Yes this is the walmart jar with lid. There are a couple dimples but definitely not distracting in anyway. Go back and buy it, you won't be disappointed, and it's only 9$



AGUILAR3 said:


> Looks very nice. What other plants did you add?
> 
> Never liked high substrate on any tank let alone a tiny vase.


Thank you!

I'm not sure what the plants are called. I just threw them in from when I bought rcs and crs for my 10g

High substrate is surely an eye sore but much easier to keep plants down lol


----------



## KevinEdgar (Jun 5, 2014)

Hmm, been a while since an update.

Couple guppies (one just had like 10+ babies), a few dwarf rasboras, 2 rcs, snail. Running a sponge filter now.

and my little beauty next to it

I'll have to upload a video soon, very entertaining container.


----------



## KevinEdgar (Jun 5, 2014)

added duckweed today


----------



## starfire12 (Aug 13, 2009)

I have that same jar. I do find a little bit of distortion when looking in the jar. Mine is a betta tank right now, but will turn it into a super shrimp tank. Whats in the little square jar.


----------



## KevinEdgar (Jun 5, 2014)

starfire12 said:


> I have that same jar. I do find a little bit of distortion when looking in the jar. Mine is a betta tank right now, but will turn it into a super shrimp tank. Whats in the little square jar.


The square container just has some random plant and mossballs.

Update: I transferred all of the fish, except the tiny guppies to my 10g. And now all my rcs, and lone survivor crs are in this 2g now. 

Oh, the duckweed took over the water surface in less than a week lol.


----------



## leemacnyc (Dec 28, 2005)

Looking good KE. 

For some reason dwarf hairgrass does really well in my low-maintenance cherry vase (http://www.plantedtank.net/forums/showthread.php?t=652034&highlight=) and of course java fern.

the dude abides!


----------



## Daximus (Oct 19, 2011)

Very nice! I just started a pair of Walstad style vases. No fauna, except for a snail...yet. 

I love these low tech set ups. :hihi:


----------



## KevinEdgar (Jun 5, 2014)

leemacnyc said:


> Looking good KE.
> 
> For some reason dwarf hairgrass does really well in my low-maintenance cherry vase (http://www.plantedtank.net/forums/showthread.php?t=652034&highlight=) and of course java fern.
> 
> the dude abides!


Thank you! I do want to add some dhg but I almost have no space left haha



Daximus said:


> Very nice! I just started a pair of Walstad style vases. No fauna, except for a snail...yet.
> 
> I love these low tech set ups. :hihi:


Thank you 

Bump: Here's a little update: 
Got some bacopa from a local for free and put most of it in my 10g cause I don't have much space left.

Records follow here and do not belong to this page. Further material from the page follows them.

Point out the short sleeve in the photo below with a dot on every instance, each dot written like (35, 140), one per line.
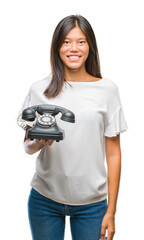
(116, 122)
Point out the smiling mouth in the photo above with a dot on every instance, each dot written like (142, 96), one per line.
(73, 57)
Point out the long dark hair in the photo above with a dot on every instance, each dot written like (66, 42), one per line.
(92, 63)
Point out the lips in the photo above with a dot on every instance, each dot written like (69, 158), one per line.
(73, 57)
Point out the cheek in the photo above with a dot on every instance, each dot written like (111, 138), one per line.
(62, 51)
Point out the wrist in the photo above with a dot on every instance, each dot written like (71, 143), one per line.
(111, 211)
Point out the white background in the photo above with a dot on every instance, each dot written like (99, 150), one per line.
(26, 29)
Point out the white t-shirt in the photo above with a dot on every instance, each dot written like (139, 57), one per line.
(72, 171)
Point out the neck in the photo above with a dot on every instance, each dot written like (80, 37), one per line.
(74, 75)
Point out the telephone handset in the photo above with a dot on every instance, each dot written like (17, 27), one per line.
(46, 126)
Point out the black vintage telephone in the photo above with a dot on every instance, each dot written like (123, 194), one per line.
(46, 126)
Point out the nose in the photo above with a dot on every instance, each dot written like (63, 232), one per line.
(74, 47)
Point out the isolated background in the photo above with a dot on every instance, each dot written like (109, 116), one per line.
(26, 28)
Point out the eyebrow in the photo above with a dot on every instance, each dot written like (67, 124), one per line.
(77, 39)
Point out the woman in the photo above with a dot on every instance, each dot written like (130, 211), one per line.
(70, 176)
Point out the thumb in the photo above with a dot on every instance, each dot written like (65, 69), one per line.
(103, 229)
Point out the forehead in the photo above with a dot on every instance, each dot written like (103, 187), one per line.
(75, 32)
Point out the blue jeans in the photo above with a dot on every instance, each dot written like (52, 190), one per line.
(47, 218)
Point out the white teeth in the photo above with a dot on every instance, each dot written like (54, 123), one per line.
(74, 57)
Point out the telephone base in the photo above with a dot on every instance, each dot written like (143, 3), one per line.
(46, 137)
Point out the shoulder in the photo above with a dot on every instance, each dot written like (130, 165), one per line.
(111, 91)
(111, 87)
(110, 84)
(41, 84)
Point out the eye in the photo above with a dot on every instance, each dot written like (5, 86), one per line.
(66, 42)
(81, 42)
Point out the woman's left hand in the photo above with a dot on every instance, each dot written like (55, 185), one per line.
(109, 224)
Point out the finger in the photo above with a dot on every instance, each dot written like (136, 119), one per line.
(110, 234)
(103, 229)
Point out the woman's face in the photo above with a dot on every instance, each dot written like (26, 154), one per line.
(74, 50)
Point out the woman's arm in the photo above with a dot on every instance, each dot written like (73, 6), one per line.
(113, 157)
(33, 146)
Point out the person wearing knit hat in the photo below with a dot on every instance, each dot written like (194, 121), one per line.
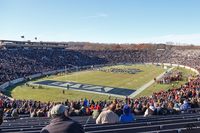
(127, 116)
(61, 123)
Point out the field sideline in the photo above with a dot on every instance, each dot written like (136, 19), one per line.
(122, 80)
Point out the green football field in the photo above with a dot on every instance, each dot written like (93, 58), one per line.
(120, 80)
(95, 77)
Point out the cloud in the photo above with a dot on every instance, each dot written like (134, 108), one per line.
(99, 15)
(176, 38)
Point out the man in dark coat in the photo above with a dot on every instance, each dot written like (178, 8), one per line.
(61, 123)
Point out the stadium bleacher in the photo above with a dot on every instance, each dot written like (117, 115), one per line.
(160, 124)
(180, 123)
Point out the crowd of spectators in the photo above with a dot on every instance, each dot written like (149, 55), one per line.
(169, 77)
(173, 101)
(21, 62)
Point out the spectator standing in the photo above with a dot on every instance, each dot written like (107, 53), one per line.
(127, 116)
(61, 123)
(108, 116)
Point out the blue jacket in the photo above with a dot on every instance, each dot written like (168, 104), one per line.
(126, 118)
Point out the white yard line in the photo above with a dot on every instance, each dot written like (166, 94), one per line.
(145, 86)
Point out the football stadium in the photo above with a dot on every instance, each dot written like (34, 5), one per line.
(99, 66)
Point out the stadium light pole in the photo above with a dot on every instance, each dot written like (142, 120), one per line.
(159, 50)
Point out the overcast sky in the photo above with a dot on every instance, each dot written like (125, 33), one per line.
(109, 21)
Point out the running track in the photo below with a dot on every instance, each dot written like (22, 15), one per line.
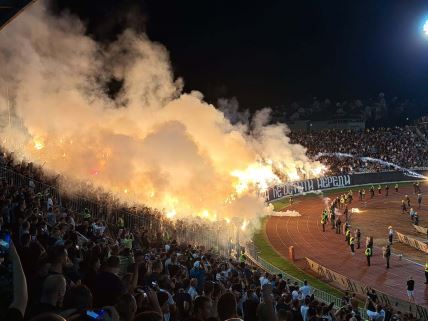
(330, 250)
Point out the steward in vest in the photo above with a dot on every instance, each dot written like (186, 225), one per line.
(426, 273)
(242, 258)
(347, 235)
(350, 197)
(332, 217)
(358, 237)
(86, 214)
(324, 218)
(352, 244)
(120, 223)
(368, 253)
(387, 255)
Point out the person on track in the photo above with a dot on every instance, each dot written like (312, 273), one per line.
(324, 218)
(347, 233)
(419, 200)
(390, 234)
(387, 254)
(357, 235)
(411, 289)
(407, 198)
(426, 272)
(338, 225)
(368, 253)
(352, 244)
(403, 207)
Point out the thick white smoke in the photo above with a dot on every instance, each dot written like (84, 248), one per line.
(153, 143)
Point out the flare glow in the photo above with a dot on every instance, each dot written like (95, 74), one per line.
(153, 143)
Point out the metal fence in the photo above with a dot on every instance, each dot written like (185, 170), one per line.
(224, 238)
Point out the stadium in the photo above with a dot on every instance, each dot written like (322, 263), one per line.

4 of my rcs are berried and 2 of them are HEAVILY berried. Can't wait haha.


----------



## Indian fern (Jul 16, 2012)

Great tanks! I love it.


----------



## Squrl888 (Oct 3, 2014)

Nice tank!
So do RCS do fine in these types of tanks? Do they get enough oxygen without the use of any aeration equipment?


----------



## KevinEdgar (Jun 5, 2014)

Indian fern said:


> Great tanks! I love it.


Thank you!



Squrl888 said:


> Nice tank!
> So do RCS do fine in these types of tanks? Do they get enough oxygen without the use of any aeration equipment?


They are doing fine.. But I have a tiny filter in the back of the dw, which aerates the jar.


----------



## brandon429 (Mar 29, 2003)

they do fine in still tanks too

I have them in a half gallon fw tank with a fitted lid and no pump no heater, sealed as in really sealed the tank doesnt evaporate. the lid is lifted for water change but runs sealed in between

they get o2 at night because there is an air gap above the water line and below the lid


----------



## KwhyLE (Nov 9, 2014)

What kind of sponge filter are you using? Is it noisy next to your bed?


----------



## KevinEdgar (Jun 5, 2014)

KwhyLE said:


> What kind of sponge filter are you using? Is it noisy next to your bed?


Amazon.com : Jardin Fish Aquarium Mini Cylinder Soft Sponge Water Filter, Black : Fish Tank Sponge Filter : Pet Supplies

With a tetra air pump, when the bubbles are too loud I just tighten the air valve. The air pump itself isn't too loud, and I am a very light sleeper.


----------